Turkey’s prime minister on Friday slammed a protest march led by the leader of the country’s main opposition party following a 25-year prison sentence handed down to a party lawmaker.
Prime Minister Binali Yildirim said Kemal Kilicdaroglu, as the head of the secular Republican People’s Party, should respect the judiciary’s decision. “You cannot seek justice on the streets, and Turkey is a state of law … it’s not nice to complain about our country to the whole world by taking to the street.”
On Wednesday, a Turkish court convicted parliamentarian Enis Berberoglu for revealing state secrets. He was accused of giving journalists footage of a search on Syria-bound trucks, leading to Cumhuriyet newspaper’s 2015 coverage suggesting Turkey’s intelligence service had smuggled weapons to Islamist rebels in Syria.
Kilicdaroglu called the verdict “unjust” and alleged the judiciary was influenced by the government. Along with supporters, he launched a 265-mile (426-kilometer) “march for justice” Thursday from the capital, Ankara, to an Istanbul prison where Berberoglu is being held.

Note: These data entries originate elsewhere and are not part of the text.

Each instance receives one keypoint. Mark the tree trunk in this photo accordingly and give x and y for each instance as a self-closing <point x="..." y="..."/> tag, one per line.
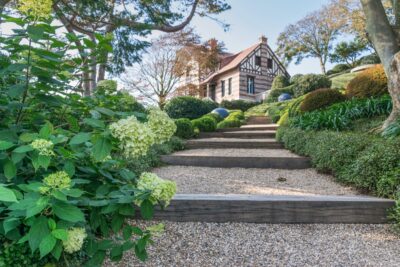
<point x="386" y="45"/>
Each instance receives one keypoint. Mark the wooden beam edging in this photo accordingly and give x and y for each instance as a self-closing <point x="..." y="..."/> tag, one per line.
<point x="276" y="209"/>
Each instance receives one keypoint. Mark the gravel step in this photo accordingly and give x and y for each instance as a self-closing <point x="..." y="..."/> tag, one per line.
<point x="203" y="180"/>
<point x="232" y="143"/>
<point x="276" y="209"/>
<point x="247" y="134"/>
<point x="261" y="127"/>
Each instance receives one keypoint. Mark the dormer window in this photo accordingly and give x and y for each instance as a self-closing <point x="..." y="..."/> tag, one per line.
<point x="258" y="61"/>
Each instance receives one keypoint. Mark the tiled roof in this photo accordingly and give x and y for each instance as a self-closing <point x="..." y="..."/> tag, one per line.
<point x="231" y="62"/>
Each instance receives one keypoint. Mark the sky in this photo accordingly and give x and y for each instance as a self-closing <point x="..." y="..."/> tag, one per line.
<point x="249" y="19"/>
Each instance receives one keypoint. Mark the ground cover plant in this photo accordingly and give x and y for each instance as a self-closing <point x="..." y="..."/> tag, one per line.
<point x="67" y="188"/>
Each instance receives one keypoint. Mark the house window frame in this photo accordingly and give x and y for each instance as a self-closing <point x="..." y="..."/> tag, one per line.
<point x="251" y="90"/>
<point x="270" y="63"/>
<point x="257" y="61"/>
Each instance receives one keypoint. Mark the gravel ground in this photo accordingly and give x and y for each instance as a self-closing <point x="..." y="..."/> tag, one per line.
<point x="237" y="152"/>
<point x="238" y="244"/>
<point x="201" y="180"/>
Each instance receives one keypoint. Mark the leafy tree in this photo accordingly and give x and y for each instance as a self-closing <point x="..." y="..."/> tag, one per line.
<point x="384" y="38"/>
<point x="311" y="36"/>
<point x="348" y="52"/>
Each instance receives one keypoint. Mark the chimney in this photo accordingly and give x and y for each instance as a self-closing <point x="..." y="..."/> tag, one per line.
<point x="263" y="39"/>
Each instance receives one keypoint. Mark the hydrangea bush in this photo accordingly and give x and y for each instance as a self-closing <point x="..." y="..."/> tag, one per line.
<point x="65" y="183"/>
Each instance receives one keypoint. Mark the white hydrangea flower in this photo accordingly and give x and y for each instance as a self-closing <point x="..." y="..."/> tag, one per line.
<point x="43" y="146"/>
<point x="135" y="137"/>
<point x="161" y="125"/>
<point x="75" y="239"/>
<point x="161" y="190"/>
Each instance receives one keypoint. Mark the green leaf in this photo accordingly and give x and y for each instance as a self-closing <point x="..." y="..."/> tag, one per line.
<point x="46" y="130"/>
<point x="10" y="170"/>
<point x="94" y="123"/>
<point x="147" y="209"/>
<point x="4" y="145"/>
<point x="61" y="234"/>
<point x="47" y="245"/>
<point x="80" y="138"/>
<point x="10" y="224"/>
<point x="68" y="212"/>
<point x="101" y="149"/>
<point x="23" y="149"/>
<point x="40" y="204"/>
<point x="37" y="232"/>
<point x="7" y="195"/>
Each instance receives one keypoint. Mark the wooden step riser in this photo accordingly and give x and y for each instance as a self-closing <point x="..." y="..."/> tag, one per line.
<point x="266" y="128"/>
<point x="238" y="162"/>
<point x="259" y="209"/>
<point x="237" y="135"/>
<point x="248" y="145"/>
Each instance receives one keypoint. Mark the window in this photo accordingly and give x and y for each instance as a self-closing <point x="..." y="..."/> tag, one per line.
<point x="258" y="61"/>
<point x="269" y="63"/>
<point x="250" y="85"/>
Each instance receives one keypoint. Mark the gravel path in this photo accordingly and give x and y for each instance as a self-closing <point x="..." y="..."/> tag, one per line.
<point x="201" y="180"/>
<point x="237" y="152"/>
<point x="252" y="245"/>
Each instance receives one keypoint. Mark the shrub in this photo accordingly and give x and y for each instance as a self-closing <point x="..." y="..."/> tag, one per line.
<point x="235" y="119"/>
<point x="340" y="116"/>
<point x="310" y="82"/>
<point x="274" y="94"/>
<point x="338" y="69"/>
<point x="184" y="128"/>
<point x="205" y="124"/>
<point x="321" y="98"/>
<point x="295" y="78"/>
<point x="369" y="83"/>
<point x="280" y="81"/>
<point x="243" y="105"/>
<point x="215" y="116"/>
<point x="187" y="107"/>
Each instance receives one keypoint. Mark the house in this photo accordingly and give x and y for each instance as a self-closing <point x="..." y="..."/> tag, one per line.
<point x="247" y="75"/>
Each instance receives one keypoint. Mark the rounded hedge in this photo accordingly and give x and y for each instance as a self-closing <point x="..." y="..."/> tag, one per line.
<point x="321" y="98"/>
<point x="369" y="83"/>
<point x="184" y="128"/>
<point x="187" y="107"/>
<point x="205" y="124"/>
<point x="222" y="112"/>
<point x="284" y="97"/>
<point x="310" y="82"/>
<point x="280" y="81"/>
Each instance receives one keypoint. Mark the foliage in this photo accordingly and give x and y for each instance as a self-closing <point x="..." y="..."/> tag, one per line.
<point x="339" y="68"/>
<point x="205" y="124"/>
<point x="235" y="119"/>
<point x="243" y="105"/>
<point x="65" y="182"/>
<point x="340" y="116"/>
<point x="341" y="81"/>
<point x="321" y="98"/>
<point x="280" y="81"/>
<point x="310" y="82"/>
<point x="369" y="83"/>
<point x="368" y="162"/>
<point x="187" y="107"/>
<point x="348" y="52"/>
<point x="184" y="128"/>
<point x="275" y="93"/>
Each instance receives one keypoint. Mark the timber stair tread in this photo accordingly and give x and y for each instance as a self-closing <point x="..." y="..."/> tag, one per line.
<point x="276" y="209"/>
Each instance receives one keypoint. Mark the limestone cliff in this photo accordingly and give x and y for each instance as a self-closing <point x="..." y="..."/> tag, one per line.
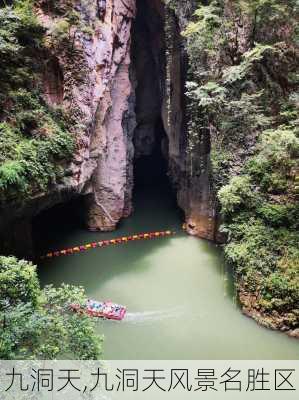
<point x="121" y="81"/>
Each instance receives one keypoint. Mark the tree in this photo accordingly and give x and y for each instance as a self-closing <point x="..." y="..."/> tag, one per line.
<point x="37" y="323"/>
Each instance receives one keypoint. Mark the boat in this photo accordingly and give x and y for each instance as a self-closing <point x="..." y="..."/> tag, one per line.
<point x="106" y="309"/>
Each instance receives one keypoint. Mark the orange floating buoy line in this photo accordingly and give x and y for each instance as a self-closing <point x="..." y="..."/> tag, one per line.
<point x="104" y="243"/>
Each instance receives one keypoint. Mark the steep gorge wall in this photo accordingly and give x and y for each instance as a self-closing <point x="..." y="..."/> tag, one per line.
<point x="96" y="81"/>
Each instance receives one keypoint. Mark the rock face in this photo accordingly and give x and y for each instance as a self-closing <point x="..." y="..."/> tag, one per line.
<point x="111" y="88"/>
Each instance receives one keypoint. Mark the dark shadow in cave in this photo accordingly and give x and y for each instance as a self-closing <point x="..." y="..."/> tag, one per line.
<point x="56" y="223"/>
<point x="148" y="65"/>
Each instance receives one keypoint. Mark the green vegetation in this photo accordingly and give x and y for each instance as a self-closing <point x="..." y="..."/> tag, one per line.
<point x="36" y="323"/>
<point x="34" y="140"/>
<point x="243" y="90"/>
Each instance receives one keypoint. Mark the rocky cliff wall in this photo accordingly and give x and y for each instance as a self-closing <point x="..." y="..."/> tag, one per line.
<point x="91" y="76"/>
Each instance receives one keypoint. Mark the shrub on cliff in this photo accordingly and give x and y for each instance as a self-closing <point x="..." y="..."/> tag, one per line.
<point x="243" y="95"/>
<point x="35" y="144"/>
<point x="36" y="323"/>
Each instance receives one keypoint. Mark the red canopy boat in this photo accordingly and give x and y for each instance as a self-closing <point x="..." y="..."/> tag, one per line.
<point x="98" y="309"/>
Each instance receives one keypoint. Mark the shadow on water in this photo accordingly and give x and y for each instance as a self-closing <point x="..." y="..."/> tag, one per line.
<point x="179" y="294"/>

“He doesn’t need to walk in the holy month of Ramadan, in this heat, he can take the high-speed train. Why is he torturing himself?” the prime minister asked. He said solutions could be pursued in parliament and in court. “I recommend he gives up on this.”
Earlier Friday, Justice Minister Bekir Bozdag said Kilicdaroglu was committing a crime by “targeting, defaming and threatening” members of the judiciary. He emphasized that appeal processes were available to contest Berberoglu’s verdict.
Berberoglu, 61, is the first legislator from the Republican People’s Party to be imprisoned since a constitutional amendment stripped parliamentary immunities last year. A dozen pro-Kurdish lawmakers are already in prison for allegedly supporting terror, and more than 50,000 people have been arrested since July for purported links to U.S.-based cleric Fethullah Gulen, who Turkey blames for masterminding a bloody coup attempt. Gulen denies it.
Berberoglu, along with Cumhuriyet’s former editor-in-chief Can Dundar and its Ankara representative Erdem Gul, is also on trial for “aiding a terror organization without being members,” referring to Gulen’s network. The court has claimed the cleric to be the source of the leaked footage.